Dai Sijie
In 1971, as Mao’s Cultural Revolution swept over China, shutting down universities and banishing “reactionary intellectuals” to the countryside, two teenage boys are sent to live on the remote and unforgiving mountain known as Phoenix in the Sky. Even though the knowledge the narrator and his best friend Luo had acquired in middle school was “precisely nil,” they are nevertheless considered dangerous intellectuals and forced to spend their days carrying buckets of excrement up and down the mountain to fertilize the fields.
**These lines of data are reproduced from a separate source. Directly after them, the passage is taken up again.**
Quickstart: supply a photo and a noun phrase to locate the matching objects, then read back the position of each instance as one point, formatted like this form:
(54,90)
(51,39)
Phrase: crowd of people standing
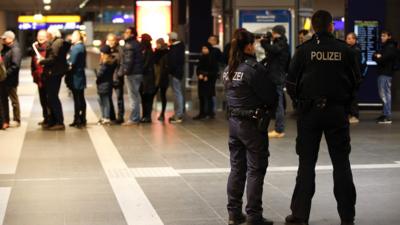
(145,71)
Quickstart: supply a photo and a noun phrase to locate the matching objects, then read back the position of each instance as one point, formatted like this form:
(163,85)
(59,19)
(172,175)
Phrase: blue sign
(261,21)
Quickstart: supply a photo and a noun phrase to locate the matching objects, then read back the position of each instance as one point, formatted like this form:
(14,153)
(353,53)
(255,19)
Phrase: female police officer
(250,95)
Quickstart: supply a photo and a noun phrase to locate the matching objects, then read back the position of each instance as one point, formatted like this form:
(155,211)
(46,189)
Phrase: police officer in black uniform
(323,76)
(250,95)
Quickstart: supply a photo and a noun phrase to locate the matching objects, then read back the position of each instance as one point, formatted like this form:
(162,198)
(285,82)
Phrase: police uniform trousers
(249,160)
(332,121)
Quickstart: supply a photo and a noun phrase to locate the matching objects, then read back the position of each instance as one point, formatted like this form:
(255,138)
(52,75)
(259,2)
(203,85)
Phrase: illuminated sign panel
(68,22)
(154,18)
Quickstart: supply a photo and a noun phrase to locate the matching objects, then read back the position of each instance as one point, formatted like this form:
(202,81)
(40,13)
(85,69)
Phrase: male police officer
(323,75)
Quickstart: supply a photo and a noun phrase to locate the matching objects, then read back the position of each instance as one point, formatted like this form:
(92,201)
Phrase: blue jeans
(178,103)
(385,92)
(133,83)
(105,105)
(280,111)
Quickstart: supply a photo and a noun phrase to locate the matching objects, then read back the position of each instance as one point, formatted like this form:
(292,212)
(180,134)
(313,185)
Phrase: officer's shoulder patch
(251,63)
(304,43)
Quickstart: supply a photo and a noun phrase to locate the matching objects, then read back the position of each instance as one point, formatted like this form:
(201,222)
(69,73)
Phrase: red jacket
(36,68)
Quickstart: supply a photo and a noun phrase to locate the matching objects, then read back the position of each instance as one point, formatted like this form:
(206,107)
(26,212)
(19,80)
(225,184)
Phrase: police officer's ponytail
(241,38)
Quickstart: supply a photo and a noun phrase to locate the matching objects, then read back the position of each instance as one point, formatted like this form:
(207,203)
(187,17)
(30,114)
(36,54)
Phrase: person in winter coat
(161,74)
(118,84)
(207,71)
(3,94)
(104,83)
(148,87)
(37,73)
(277,60)
(77,62)
(351,40)
(132,69)
(55,66)
(176,61)
(386,58)
(12,56)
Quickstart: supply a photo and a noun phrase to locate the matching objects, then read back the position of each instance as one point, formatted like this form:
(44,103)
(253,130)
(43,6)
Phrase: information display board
(262,21)
(368,38)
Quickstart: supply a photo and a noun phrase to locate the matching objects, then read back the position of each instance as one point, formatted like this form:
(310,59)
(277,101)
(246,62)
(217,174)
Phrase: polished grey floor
(60,180)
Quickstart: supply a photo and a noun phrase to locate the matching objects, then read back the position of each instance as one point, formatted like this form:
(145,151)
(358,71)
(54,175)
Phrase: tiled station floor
(171,174)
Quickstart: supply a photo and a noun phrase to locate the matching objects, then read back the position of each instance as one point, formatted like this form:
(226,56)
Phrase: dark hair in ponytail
(241,38)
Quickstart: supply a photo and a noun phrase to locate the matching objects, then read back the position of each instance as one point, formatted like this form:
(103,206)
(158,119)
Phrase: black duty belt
(248,113)
(320,102)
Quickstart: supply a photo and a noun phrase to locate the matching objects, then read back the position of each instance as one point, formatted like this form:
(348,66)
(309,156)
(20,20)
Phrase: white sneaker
(274,134)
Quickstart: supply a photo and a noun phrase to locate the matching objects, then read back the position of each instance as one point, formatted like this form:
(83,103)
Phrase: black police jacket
(132,58)
(387,62)
(251,86)
(323,67)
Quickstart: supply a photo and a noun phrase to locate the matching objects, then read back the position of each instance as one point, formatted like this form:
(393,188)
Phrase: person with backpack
(277,60)
(104,82)
(386,59)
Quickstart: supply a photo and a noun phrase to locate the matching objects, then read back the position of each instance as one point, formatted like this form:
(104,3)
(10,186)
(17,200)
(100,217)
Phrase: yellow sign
(50,19)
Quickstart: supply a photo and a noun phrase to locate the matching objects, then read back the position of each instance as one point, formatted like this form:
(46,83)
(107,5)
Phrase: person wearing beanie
(148,87)
(176,61)
(207,70)
(104,82)
(277,60)
(12,57)
(77,84)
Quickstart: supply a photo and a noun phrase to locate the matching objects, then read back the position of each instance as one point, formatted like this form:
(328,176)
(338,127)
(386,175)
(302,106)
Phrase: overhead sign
(368,38)
(40,22)
(50,19)
(154,18)
(262,21)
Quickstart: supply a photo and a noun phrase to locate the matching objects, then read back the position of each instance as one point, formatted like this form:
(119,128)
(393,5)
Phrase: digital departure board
(368,38)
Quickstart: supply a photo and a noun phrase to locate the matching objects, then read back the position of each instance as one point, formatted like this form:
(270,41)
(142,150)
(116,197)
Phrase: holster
(262,117)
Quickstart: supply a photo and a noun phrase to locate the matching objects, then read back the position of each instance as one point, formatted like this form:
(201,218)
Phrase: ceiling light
(38,17)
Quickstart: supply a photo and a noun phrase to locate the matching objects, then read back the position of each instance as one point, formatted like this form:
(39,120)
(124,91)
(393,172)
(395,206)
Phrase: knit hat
(105,49)
(279,29)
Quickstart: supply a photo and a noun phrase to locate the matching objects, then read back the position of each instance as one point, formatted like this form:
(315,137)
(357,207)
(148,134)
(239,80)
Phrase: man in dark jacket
(323,76)
(277,60)
(55,67)
(12,57)
(351,40)
(386,58)
(176,61)
(37,72)
(132,68)
(118,84)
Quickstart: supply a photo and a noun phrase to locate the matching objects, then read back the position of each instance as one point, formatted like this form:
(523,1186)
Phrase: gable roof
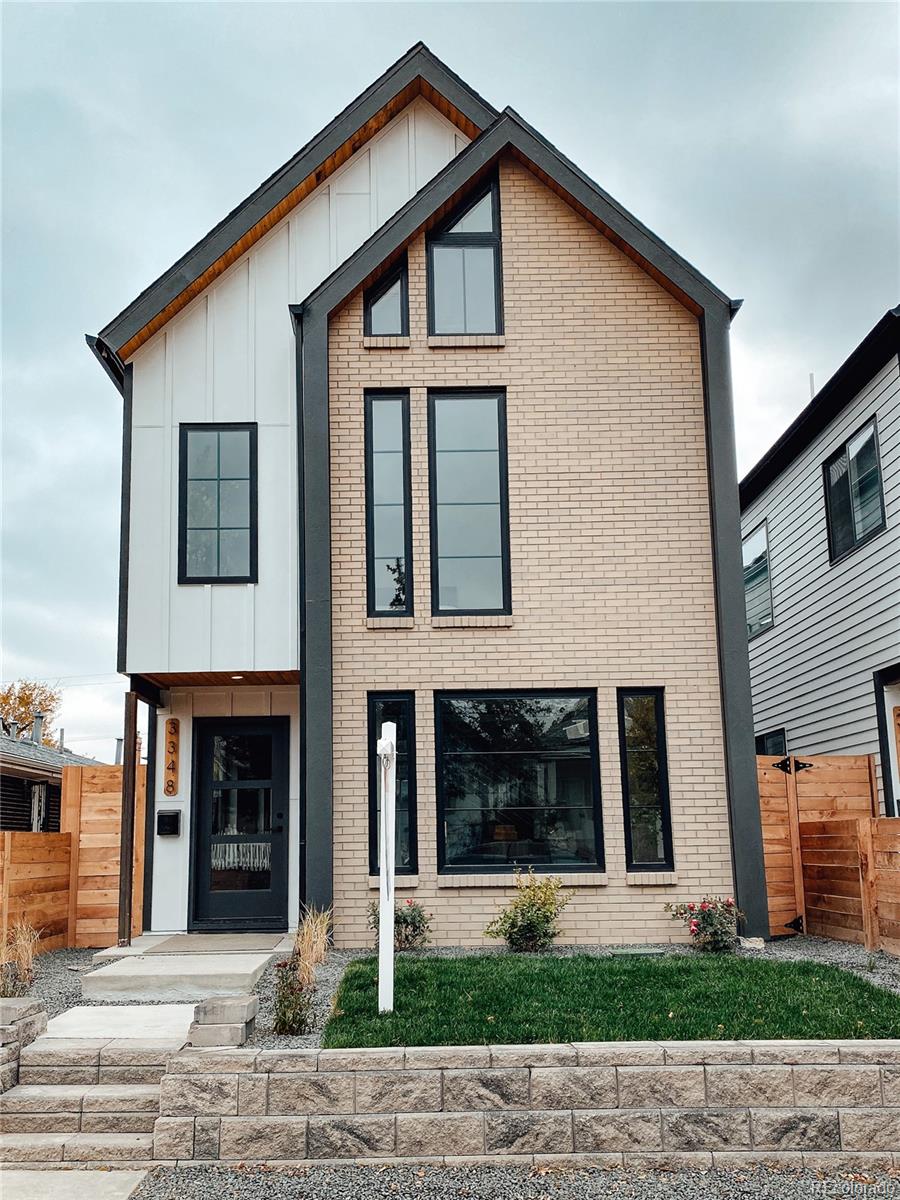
(417,73)
(881,343)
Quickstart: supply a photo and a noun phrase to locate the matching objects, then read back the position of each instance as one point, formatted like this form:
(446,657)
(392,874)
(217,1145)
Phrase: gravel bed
(490,1182)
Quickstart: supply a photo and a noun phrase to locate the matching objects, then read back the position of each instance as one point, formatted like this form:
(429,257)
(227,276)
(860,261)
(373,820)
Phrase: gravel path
(491,1182)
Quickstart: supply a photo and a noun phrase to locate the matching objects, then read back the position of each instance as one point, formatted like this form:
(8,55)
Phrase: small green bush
(293,1000)
(712,923)
(412,925)
(528,923)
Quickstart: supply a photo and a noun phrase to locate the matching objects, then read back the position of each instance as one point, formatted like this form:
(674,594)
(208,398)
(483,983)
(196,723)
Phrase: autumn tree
(22,700)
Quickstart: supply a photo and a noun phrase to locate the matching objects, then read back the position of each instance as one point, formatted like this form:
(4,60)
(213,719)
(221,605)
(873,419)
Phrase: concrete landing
(175,977)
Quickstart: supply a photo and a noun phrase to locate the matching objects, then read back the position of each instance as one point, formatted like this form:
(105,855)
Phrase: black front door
(240,825)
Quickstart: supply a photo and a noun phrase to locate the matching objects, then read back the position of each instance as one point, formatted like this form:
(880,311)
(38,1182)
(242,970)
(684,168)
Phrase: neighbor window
(645,779)
(757,588)
(465,270)
(517,780)
(217,504)
(772,743)
(469,525)
(400,708)
(389,531)
(385,307)
(853,498)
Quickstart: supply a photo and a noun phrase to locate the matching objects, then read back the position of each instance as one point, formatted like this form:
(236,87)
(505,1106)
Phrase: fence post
(868,882)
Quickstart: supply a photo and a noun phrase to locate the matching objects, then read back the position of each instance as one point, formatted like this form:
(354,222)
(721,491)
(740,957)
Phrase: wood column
(126,838)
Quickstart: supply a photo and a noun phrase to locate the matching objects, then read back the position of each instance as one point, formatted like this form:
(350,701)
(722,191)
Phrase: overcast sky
(759,139)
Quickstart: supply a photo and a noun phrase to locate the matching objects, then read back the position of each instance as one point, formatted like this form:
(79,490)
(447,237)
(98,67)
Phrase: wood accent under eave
(419,87)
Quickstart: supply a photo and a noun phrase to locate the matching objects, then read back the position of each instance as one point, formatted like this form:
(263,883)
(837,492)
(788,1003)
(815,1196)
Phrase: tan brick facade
(611,557)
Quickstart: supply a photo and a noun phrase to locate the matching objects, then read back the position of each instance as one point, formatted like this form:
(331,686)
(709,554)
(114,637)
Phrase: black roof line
(418,61)
(879,345)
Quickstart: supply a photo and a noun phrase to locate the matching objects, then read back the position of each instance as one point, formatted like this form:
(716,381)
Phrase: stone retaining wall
(816,1103)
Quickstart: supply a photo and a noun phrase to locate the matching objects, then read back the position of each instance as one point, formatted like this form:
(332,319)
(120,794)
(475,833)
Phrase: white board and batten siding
(229,357)
(834,624)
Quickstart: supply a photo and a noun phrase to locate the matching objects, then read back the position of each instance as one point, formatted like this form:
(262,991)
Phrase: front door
(240,823)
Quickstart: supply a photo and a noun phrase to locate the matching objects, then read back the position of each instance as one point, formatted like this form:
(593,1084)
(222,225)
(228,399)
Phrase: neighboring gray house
(821,526)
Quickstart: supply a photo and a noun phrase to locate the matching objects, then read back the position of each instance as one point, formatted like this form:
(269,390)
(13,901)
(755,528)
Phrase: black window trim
(659,694)
(833,559)
(185,429)
(499,394)
(441,237)
(377,289)
(589,694)
(407,697)
(760,525)
(367,397)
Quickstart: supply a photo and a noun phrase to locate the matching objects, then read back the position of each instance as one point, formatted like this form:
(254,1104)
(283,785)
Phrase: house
(31,779)
(431,430)
(821,537)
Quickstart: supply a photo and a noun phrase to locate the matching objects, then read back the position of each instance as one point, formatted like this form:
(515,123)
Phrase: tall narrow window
(469,525)
(853,497)
(645,779)
(217,504)
(389,531)
(757,587)
(465,273)
(400,708)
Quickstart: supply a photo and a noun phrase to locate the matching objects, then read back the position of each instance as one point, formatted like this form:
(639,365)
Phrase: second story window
(757,588)
(389,527)
(855,504)
(217,504)
(465,270)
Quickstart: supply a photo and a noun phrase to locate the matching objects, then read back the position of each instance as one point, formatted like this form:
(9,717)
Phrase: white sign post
(387,835)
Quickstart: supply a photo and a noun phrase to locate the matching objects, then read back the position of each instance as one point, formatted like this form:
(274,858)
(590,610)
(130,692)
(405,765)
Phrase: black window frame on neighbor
(835,556)
(667,862)
(185,431)
(442,237)
(507,868)
(451,394)
(372,294)
(370,396)
(763,629)
(408,700)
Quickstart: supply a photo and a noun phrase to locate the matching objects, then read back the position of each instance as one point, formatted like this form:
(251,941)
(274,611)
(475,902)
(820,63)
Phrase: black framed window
(517,780)
(645,779)
(399,707)
(757,581)
(855,503)
(469,505)
(217,504)
(389,525)
(465,269)
(385,305)
(772,743)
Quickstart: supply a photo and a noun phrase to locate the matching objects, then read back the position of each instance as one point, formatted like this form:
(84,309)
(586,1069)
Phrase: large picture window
(217,504)
(469,523)
(645,779)
(465,270)
(853,498)
(399,707)
(389,527)
(757,585)
(517,781)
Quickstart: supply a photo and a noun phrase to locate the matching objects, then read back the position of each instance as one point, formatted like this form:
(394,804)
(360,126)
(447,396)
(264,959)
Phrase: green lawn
(509,999)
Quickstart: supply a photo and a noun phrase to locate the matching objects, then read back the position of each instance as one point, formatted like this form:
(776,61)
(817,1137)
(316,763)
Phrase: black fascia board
(881,343)
(418,61)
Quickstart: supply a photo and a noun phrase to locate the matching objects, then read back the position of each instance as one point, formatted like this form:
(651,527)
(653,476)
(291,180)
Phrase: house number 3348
(171,773)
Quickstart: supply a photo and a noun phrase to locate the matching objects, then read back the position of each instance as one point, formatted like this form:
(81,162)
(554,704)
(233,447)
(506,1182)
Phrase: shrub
(293,1000)
(412,925)
(712,922)
(528,923)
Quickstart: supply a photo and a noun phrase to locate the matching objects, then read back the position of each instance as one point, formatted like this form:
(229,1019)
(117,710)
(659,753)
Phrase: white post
(387,837)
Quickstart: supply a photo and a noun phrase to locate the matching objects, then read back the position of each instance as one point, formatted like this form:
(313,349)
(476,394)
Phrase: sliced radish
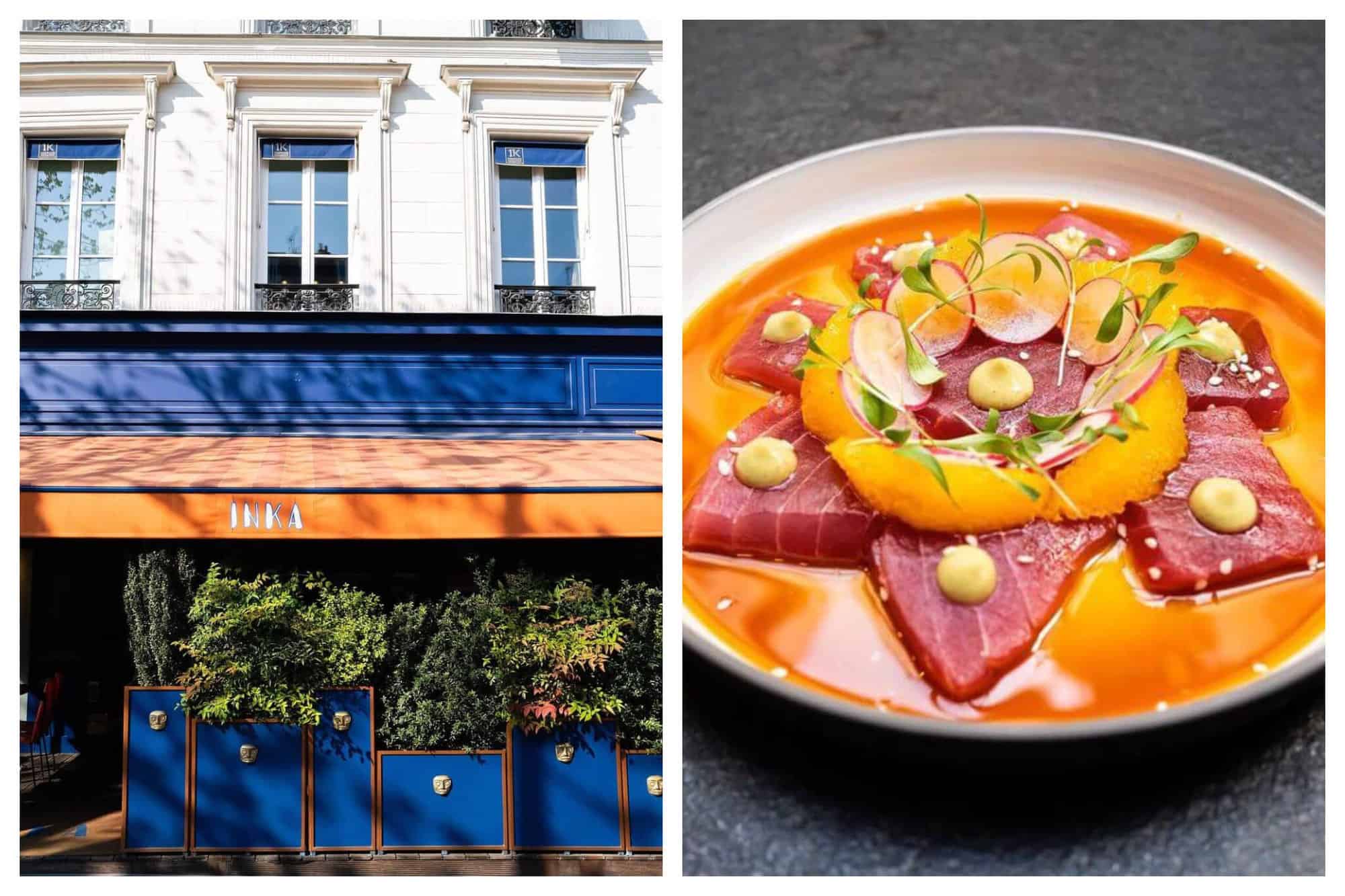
(1062,451)
(879,353)
(1130,386)
(853,393)
(945,329)
(1011,307)
(1093,302)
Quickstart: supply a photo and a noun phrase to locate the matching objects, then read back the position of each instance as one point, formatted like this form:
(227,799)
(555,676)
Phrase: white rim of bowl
(1293,671)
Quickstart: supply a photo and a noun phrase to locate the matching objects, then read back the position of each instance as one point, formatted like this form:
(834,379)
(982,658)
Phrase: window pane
(100,181)
(518,274)
(96,268)
(286,181)
(98,236)
(330,231)
(53,182)
(563,233)
(332,181)
(332,270)
(49,268)
(50,231)
(516,185)
(284,229)
(563,188)
(284,271)
(563,274)
(517,233)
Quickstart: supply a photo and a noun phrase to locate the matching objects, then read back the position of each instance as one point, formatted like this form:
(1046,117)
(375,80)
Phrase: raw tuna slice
(1241,388)
(1165,537)
(814,517)
(1091,232)
(965,649)
(771,364)
(950,413)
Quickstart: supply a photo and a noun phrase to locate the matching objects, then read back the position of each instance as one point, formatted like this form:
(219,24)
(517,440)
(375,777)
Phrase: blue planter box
(644,807)
(249,807)
(154,772)
(342,813)
(571,805)
(414,815)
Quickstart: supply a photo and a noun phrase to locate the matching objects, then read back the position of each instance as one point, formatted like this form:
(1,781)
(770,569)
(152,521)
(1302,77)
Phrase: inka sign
(267,516)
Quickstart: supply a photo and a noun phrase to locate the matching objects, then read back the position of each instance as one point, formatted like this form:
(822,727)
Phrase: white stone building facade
(342,165)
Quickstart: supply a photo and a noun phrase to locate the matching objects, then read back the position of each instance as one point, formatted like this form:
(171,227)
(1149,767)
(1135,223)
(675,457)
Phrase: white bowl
(792,205)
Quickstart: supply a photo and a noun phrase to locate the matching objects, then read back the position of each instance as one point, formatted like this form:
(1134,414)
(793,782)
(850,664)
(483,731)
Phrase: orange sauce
(1108,651)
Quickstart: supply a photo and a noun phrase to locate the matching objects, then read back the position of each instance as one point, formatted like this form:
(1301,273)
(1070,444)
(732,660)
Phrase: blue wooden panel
(471,815)
(157,772)
(344,768)
(249,806)
(338,374)
(646,809)
(567,805)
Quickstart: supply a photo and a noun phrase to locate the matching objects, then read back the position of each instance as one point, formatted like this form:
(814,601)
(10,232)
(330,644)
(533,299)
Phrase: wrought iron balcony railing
(79,25)
(533,28)
(307,296)
(547,300)
(69,295)
(309,26)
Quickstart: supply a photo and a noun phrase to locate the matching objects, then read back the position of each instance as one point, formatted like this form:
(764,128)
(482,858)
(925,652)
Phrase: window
(73,190)
(307,210)
(539,214)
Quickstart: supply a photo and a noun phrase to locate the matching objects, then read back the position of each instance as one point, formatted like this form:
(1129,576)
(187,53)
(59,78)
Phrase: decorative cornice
(310,75)
(93,75)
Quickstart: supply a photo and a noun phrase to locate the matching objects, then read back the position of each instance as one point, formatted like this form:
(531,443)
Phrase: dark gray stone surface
(761,795)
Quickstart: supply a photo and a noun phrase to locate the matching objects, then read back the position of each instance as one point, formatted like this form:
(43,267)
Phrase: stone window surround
(134,124)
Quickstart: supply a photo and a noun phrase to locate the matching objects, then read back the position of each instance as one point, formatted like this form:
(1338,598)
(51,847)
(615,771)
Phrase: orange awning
(326,487)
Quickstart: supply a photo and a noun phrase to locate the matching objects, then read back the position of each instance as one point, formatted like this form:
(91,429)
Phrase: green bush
(157,599)
(263,649)
(638,670)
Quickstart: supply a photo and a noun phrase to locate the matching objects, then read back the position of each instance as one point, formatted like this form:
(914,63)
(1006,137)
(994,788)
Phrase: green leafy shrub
(638,670)
(157,598)
(263,649)
(551,646)
(436,692)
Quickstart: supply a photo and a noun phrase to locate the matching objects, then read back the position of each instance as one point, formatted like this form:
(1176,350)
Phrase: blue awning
(309,149)
(548,155)
(107,149)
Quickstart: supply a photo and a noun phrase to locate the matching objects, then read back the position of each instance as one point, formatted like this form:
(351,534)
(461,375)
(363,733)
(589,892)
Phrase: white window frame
(539,209)
(76,205)
(309,204)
But when they bargain their way into obtaining a forbidden Balzac novel from their friend Four Eyes, a new and dizzyingly vast world opens up to them. Through Balzac, the narrator discovers “awakening desire, passion, impulsive action, love, all the subjects that had, until then, been hidden” [p. 57]. And when Luo falls in love with the beautiful Little Seamstress, life and literature come together in a passionate romance. Luo and the narrator plot to steal Four Eyes’ suitcase full of books both for their own pleasure and to transform the seamstress from a simple peasant into a sophisticated woman. Their success in doing so, and the unexpected consequences that follow, drive the novel to its stunning, heart-wrenching conclusion.
Part historical novel, part fable, part love story, Balzac and the Little Chinese Seamstress is a moving testament to the transformative power of literature.
Dai Sijie is a Chinese-born filmmaker and novelist who has lived and worked in France since 1984. His first novel, Balzac and the Little Chinese Seamstress, was an overnight sensation; it spent twenty-three weeks on the New York Times best-seller list.